Viene esto a cuento de una noticia que he leído en días pasados sobre “la dictadura del PhotoShop”. Parece que en Francia quieren alertar, como ya hacen en Gran Bretaña, de los peligros que entraña el retoque de fotos. Los primeros que se lo tragan son los menores. Las chicas tienen a las modelos y a las actrices más jóvenes en sus pedestales. Las imitan y veneran. Pero esas modelos y esas actrices, y también algunos cantantes, pesan a simple vista, en la foto, aún menos de lo que pesan en la realidad. Los menores acaban creyéndose ese universo juvenil, esquelético y sin fallos corporales que les vende la publicidad. Lo que yo ignoraba es que esto del retoque digital también ha llegado a la política. Ahora muchos famosos ya no parecen ellos mismos en las portadas de las revistas: parecen, más bien, sus clones o dobles en versión descafeinada. O sus hijos. Si un adolescente ya está aterrorizado cuando se mira al espejo y se ve los granos y las espinillas y los cambios físicos difíciles de soportar (no olvidemos el trauma que, por ejemplo en los chavales, supone verse el despunte del bozo; a mí me horrorizaba), si ve que la imagen que le ofrece el espejo no tiene nada que ver con la cara de Britney Spears en la portada de “Superpop” o “Ragazza” ni con el rostro saludable y angelical de Lindsay Lohan, que busque por ahí las fotos de los paparazzi, las fotos que les hacen a esas famosas a traición, sin retoques. Verán que ellas también gastan granos, michelines y ojeras tras sus numerosas fiestas. Hay que enseñarles a los chavales que el mundo real no es el de las portadas de las revistas ni el de los anuncios. El mundo real es su espejo e incluso también el espejo de sus ídolos cuando aún no han pasado por el trámite reparador del PhotoShop.

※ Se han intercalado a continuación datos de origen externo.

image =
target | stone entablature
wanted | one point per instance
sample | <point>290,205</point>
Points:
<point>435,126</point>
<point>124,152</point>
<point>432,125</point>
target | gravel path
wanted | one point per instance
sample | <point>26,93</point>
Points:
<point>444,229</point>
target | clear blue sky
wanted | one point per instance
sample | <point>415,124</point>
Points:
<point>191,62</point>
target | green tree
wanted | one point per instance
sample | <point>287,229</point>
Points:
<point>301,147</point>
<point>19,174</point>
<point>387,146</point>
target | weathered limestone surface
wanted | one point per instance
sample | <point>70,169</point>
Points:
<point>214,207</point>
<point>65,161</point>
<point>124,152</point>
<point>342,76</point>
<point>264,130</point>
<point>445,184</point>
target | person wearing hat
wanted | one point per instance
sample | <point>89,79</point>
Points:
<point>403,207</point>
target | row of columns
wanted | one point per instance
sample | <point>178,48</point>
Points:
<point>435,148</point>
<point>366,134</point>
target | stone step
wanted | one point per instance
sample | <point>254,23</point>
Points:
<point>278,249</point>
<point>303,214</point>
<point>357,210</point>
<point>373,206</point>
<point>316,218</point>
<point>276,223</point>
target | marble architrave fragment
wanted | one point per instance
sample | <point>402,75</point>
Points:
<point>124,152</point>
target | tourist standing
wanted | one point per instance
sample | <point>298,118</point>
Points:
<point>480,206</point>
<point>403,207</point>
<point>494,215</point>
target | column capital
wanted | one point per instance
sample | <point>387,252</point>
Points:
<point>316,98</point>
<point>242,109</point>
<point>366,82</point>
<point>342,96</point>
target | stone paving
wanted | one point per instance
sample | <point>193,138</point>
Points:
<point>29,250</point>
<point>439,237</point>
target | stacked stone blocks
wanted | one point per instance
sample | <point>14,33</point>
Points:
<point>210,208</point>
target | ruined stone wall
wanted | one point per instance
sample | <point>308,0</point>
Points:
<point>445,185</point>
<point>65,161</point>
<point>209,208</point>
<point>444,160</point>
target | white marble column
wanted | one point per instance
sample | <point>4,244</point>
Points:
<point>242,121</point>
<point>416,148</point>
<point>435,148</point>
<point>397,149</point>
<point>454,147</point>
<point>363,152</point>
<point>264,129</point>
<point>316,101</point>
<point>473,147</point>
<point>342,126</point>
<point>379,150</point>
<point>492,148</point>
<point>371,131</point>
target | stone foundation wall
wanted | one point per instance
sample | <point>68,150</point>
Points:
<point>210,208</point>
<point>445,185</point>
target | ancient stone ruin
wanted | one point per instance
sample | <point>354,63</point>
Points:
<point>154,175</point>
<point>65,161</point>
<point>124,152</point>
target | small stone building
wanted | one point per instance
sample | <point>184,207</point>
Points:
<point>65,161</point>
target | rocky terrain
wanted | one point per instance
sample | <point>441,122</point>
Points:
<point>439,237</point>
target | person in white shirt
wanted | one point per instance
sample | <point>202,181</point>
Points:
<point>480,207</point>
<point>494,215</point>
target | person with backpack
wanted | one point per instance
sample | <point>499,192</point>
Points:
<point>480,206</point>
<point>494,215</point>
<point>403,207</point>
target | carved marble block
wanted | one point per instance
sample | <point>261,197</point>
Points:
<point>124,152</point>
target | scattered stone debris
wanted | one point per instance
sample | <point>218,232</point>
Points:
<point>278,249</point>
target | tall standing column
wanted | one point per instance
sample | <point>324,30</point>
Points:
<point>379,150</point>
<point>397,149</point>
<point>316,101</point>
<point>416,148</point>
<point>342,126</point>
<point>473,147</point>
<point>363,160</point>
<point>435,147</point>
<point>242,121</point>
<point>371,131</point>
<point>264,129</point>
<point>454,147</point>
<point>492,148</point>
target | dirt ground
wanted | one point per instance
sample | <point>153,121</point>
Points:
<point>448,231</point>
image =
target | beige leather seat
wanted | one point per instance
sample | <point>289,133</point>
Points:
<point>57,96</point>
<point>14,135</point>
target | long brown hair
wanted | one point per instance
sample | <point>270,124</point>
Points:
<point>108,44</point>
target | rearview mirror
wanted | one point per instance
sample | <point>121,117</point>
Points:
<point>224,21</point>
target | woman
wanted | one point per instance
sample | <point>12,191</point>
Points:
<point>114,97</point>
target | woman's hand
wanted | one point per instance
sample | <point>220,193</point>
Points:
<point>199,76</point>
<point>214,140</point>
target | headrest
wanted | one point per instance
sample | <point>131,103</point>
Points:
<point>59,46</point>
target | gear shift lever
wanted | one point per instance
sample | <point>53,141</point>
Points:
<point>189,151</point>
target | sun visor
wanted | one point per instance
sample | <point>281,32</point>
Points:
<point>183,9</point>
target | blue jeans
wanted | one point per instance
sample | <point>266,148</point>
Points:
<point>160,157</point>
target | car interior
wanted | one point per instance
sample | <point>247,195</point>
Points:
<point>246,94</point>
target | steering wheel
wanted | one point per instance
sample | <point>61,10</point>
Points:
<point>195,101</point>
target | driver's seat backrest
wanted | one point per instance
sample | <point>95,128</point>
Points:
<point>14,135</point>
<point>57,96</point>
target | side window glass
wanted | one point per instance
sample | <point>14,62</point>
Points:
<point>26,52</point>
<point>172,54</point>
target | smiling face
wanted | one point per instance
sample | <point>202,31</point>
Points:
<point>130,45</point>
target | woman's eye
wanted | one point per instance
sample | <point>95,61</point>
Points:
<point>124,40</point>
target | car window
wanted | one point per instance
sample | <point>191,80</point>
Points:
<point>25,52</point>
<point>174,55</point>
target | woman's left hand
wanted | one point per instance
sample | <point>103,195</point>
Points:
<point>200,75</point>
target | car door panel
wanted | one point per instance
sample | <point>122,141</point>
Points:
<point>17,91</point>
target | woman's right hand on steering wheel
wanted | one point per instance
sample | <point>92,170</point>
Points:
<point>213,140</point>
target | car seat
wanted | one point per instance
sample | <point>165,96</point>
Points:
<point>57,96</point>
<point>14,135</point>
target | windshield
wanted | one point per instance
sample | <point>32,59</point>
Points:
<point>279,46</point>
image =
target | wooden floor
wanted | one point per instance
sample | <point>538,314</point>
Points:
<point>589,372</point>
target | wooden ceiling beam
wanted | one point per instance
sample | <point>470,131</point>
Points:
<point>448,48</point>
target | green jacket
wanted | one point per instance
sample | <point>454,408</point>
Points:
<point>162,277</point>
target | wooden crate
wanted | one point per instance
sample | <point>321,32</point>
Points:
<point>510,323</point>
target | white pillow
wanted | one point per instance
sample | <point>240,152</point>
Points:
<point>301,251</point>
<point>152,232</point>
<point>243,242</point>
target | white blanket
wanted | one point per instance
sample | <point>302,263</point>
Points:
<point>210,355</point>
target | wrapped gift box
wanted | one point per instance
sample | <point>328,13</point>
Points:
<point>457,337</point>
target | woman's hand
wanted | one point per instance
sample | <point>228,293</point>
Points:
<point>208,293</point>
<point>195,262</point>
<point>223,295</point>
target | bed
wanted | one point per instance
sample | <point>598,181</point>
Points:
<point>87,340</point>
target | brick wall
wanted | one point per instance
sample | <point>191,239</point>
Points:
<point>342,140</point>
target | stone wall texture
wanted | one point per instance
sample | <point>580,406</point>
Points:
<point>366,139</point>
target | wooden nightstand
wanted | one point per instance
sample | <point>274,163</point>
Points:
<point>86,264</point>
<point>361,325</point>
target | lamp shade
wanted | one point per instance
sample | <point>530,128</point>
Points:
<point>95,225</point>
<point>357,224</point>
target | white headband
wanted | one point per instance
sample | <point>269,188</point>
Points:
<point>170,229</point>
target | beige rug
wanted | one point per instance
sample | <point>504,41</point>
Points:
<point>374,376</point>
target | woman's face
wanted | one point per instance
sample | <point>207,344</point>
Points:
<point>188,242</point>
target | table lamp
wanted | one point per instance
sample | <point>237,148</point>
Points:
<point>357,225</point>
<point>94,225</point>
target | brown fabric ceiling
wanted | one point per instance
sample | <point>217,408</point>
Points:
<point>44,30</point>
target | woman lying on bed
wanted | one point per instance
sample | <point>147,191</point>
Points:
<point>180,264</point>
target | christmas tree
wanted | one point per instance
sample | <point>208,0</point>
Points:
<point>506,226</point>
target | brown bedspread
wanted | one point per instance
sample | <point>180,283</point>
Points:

Si hoy viviera Samuel Beckett, del que yo hablaba en mi artículo del lunes, seguramente veríamos sus fotos retocadas con el ordenador para sustraerle las arrugas y las ojeras, y ya no habría fotogenia ni nada. Sólo veríamos el rostro descafeinado de un tipo que mejoraba los espejos, pero que no parece ni su sombra. Esta maldita manía de los retoques hace que Richard Gere, en los afiches, parezca su nieto.